Figure 1: Architecture of LLaVA-Mini. Left: LLaVA-Mini represents each image with one vision token. Right: Detailed view of the proposed query-based compression and modality pre-fusion.

Theoretical Insights and Compression Strategy

The paper begins by examining how visual tokens are processed within LLaVA models and finds that their importance is highest during the initial stages of processing in LLMs. Consequently, most attention shifts away from vision tokens in deeper layers. To capitalize on this insight, LLaVA-Mini introduces a modality pre-fusion module that combines visual and textual data before inputting it into the LLM. This fusion allows for an extreme compression of the number of vision tokens, which are then transformed into a single, information-rich token.

The query-based compression module plays a vital role in this framework, selectively retaining critical visual features through learned queries that enable focus on essential image areas, thus minimizing the loss of significant visual data even with substantial reduction.

Performance Evaluation

Conducted experiments across 18 benchmarks, including both image-based and video-based understanding tasks, reflect the efficacy of LLaVA-Mini. In comparison to its predecessor, LLaVA-v1.5, LLaVA-Mini maintains competitive performance metrics while utilizing only 0.17% of the original vision tokens count. This results in a substantial reduction in FLOPs by 77% and enhances real-time processing capabilities with a latency under 40 ms, permitting LMMs to deliver low-latency responses suitable for interactive applications.

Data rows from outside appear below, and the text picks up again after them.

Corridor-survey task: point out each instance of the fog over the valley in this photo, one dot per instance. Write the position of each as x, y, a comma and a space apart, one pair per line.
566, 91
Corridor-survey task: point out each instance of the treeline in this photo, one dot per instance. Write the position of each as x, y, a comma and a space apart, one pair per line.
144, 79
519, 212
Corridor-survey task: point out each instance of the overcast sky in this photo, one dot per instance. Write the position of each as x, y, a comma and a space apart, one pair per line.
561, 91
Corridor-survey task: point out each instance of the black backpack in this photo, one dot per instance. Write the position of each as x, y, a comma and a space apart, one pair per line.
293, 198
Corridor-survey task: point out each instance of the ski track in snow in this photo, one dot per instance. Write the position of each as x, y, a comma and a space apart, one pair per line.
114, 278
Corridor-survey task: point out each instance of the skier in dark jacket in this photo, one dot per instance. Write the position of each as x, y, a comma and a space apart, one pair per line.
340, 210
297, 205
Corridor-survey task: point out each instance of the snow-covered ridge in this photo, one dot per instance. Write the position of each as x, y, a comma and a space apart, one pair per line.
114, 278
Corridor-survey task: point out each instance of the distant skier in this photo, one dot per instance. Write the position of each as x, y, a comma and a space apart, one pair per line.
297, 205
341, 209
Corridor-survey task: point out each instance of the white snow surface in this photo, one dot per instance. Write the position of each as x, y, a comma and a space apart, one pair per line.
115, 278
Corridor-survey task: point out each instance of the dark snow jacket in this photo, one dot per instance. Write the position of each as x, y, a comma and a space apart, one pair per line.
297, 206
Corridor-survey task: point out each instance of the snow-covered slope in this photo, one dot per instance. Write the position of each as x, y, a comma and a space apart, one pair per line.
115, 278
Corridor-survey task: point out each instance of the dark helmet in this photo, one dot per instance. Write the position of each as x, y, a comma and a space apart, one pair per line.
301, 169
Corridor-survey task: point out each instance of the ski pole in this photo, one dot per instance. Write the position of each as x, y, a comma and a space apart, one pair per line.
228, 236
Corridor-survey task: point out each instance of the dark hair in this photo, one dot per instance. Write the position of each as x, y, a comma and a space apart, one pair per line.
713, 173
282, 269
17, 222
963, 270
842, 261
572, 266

Figure 2: FLOPs and latency of LLaVA-Mini.

Significant improvements in handling high-resolution images and extended video sequences further exemplify the utility of LLaVA-Mini. By efficiently compressing and processing visual inputs, the model allows for the practical deployment of LMMs on hardware with limited computational capacity, such as standard GPU setups.

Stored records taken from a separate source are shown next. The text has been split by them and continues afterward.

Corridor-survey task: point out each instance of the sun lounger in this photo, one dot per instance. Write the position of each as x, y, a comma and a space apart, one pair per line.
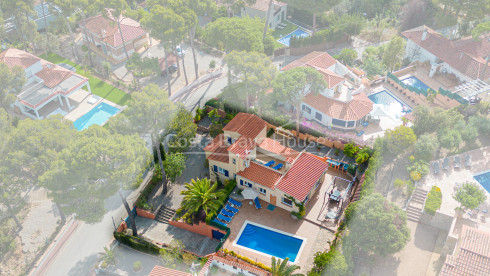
220, 222
467, 161
234, 202
435, 167
270, 163
278, 166
230, 209
257, 203
226, 213
445, 164
223, 218
457, 162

Implications and Future Directions

The implementation of LLaVA-Mini represents a significant step towards achieving efficient and scalable LMMs capable of real-time, multimodal interactions. By reducing the number of vision tokens required for visual understanding tasks, the model offers significant potential in applications spanning from automated customer service interfaces to real-time video analytics. The integration of modality pre-fusion and query-based compression provides a robust framework adaptable to future advancements in LLMs.

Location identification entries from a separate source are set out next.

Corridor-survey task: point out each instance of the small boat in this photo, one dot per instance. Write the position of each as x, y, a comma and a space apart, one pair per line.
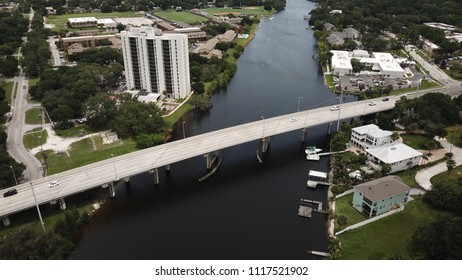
312, 149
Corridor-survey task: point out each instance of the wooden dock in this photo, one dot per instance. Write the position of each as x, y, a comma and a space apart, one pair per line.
318, 253
305, 211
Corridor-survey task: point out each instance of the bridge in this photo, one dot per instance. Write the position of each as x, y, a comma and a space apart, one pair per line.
106, 172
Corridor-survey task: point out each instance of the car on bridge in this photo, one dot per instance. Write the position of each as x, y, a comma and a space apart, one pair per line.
10, 193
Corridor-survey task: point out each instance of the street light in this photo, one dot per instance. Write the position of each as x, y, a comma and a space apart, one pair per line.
263, 126
184, 134
14, 175
115, 169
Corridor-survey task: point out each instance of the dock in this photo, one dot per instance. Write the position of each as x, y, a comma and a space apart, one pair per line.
305, 211
318, 253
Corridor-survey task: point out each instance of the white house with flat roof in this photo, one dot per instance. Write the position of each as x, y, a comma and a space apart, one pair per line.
370, 135
398, 155
340, 63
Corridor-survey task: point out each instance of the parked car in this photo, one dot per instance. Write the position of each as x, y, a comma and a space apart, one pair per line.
53, 183
10, 193
335, 108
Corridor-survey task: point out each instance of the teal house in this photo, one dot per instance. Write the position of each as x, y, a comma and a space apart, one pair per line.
380, 196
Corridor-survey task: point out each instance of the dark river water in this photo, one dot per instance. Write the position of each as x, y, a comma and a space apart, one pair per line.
247, 209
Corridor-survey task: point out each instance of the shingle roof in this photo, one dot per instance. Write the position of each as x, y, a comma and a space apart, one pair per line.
394, 153
382, 188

This work opens new avenues for research in multimodal AI, prompting further investigation into adaptive tokenization strategies and their impact on computational efficiency and model performance. Subsequent efforts could explore the dynamic tuning of token compression parameters based on varying task requirements and resource availability, thus enabling more customized and optimized models for diverse operational contexts.

Conclusion

LLaVA-Mini demonstrates that through strategic token compression and pre-fusion, it's possible to maintain high performance with significantly reduced computational costs. This advancement not only facilitates more efficient deployment of AI models in practice but also sets a precedent for future innovations focusing on maximizing efficiency without sacrificing accuracy or applicability in diverse multimodal scenarios. The research incorporates effective design principles making it a transformative contribution to the field of efficient AI model development.